Отряд разделился. Копать мягкий и рыхлый песок было куда веселее, чем долбить ломом кирпичный столб. Копали попеременно — один уставал, передавал лопату другому.

Через какой-нибудь час в одном из шурфов край лопаты наткнулся на твердую плотную глину. Толщина слоя песка оказалась совсем небольшая — меньше метра.

А с другим шурфом получился конфуз: копали, копали, и вдруг одна из стенок обвалилась. Да, во всяком деле нужна сноровка, а тут сам Георгий Николаевич оплошал. Он забыл — раз песок такой рыхлый, то при глубине шурфа больше метра нельзя его копать с вертикальными стенками, а надо выводить откосы.

— Ладно, завтра закончим, — сказал он, посмотрев на часы.

Игорь хотел продолжать копать, но Георгий Николаевич, не зная, чем ребята будут заняты завтра и послезавтра, настоял на своем, и они направились по домам.

Следующий день начался, как обычно. Ребята с утра переправились через Клязьму, а Георгий Николаевич забрался в свою светелочку.

Сегодня у него работа спорилась. Писал он, писал, откладывал один исписанный лист бумаги, брался за второй, зачеркивал и вставлял отдельные слова и фразы и не разорвал ни одной страницы.

Он писал о том, какое смятение поднялось на Руси после смерти Всеволода Большое Гнездо. Одни держали сторону его старшего сына Константина, другие — сторону второго сына, Юрия. Простые люди жили в страхе, не знали, что с ними станется, толпами переходили от одного князя к другому.

Георгий Николаевич вписал такие слова летописца:

«Многие люди сюду и сюду отъезжаху мятущеся».

Одни недовольные стекались в Ростов, а другие недовольные — во Владимир. Юрий дважды собирал полки и вел их на полки брата Константина. Оба раза дело кончалось миром. Константин уступал и возвращался в Ростов, а Юрий возвращался во Владимир.
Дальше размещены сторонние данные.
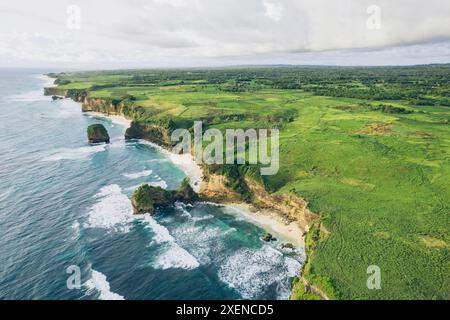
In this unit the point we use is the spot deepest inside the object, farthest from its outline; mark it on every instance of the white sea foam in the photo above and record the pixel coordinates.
(76, 230)
(112, 210)
(251, 272)
(185, 162)
(30, 96)
(204, 242)
(76, 153)
(99, 283)
(162, 184)
(203, 218)
(119, 120)
(173, 256)
(182, 207)
(34, 95)
(136, 175)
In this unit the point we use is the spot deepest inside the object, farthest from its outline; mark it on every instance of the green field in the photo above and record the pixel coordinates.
(369, 148)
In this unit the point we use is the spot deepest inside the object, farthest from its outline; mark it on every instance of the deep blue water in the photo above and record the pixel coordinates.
(64, 202)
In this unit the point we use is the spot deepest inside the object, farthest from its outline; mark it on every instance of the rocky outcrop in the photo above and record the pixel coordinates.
(97, 133)
(268, 237)
(146, 199)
Как развивались события дальше, Георгий Николаевич не успел написать. До него донесся голос Настасьи Петровны:

— Простите, а вам он срочно нужен? Может быть, пойдете пока на Клязьму, выкупаетесь?

— Дедушка пишет книгу, к нему сейчас нельзя, — пищала Машунька.
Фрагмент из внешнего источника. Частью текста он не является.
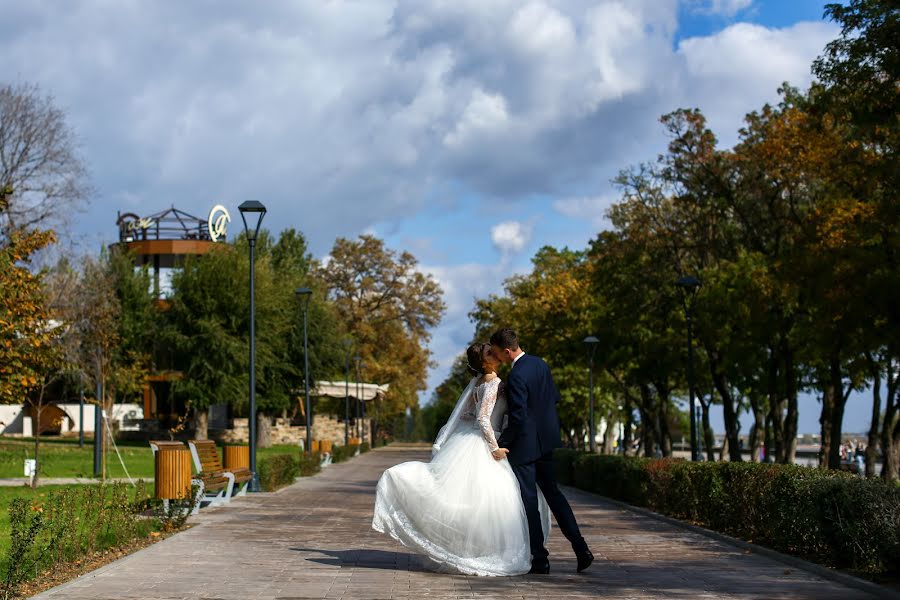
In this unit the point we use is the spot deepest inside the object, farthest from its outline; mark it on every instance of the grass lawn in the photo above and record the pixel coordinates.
(63, 458)
(7, 495)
Какой-то незнакомый мужской голос настаивал:

— Нужен, и очень срочно.

Георгий Николаевич приставил глаз к потайной дырочке в стенке и увидел низенького, худенького человечка в чесучовой разлетайке цвета топленого молока, в соломенной шляпе; толстые очки на крючковатом носу придавали всей миниатюрной фигурке незнакомца эдакий деловитый и даже свирепый вид.
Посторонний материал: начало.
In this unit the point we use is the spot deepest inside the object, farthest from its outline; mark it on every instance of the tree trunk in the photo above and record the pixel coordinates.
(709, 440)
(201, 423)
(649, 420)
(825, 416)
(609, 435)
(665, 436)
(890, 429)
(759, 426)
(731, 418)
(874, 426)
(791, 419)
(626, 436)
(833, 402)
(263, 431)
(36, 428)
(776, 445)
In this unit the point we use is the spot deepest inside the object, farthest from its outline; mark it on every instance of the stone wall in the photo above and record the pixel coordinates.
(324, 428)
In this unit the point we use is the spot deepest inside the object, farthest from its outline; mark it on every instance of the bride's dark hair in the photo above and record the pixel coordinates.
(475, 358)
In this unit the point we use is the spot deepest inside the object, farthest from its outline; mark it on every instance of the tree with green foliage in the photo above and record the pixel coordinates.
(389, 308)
Нет, он не из пионерского лагеря. Георгий Николаевич вышел из светелочки и направился к незнакомцу.

— Такси не нашел, пришлось добираться пешком. Прибыл из Владимира по вашему письму. Здравствуйте. — Незнакомец вложил узенькую ладошку в руку Георгия Николаевича и заговорил отрывисто, сухо, словно был чем-то недоволен. — Федор Федорович, — отрекомендовался он, произнеся свою фамилию нарочито невнятно. — Старший научный сотрудник… — Он назвал весьма солидное владимирское учреждение. — Мы все поразились приложенному к вашему письму рисунку. Прошу вас немедленно показать мне обнаруженный вами камень, но предупреждаю — спешу чрезвычайно. Под моим руководством возле Владимира ведутся археологические раскопки. Электричка идет в пятнадцать четырнадцать. Я должен уехать с нею.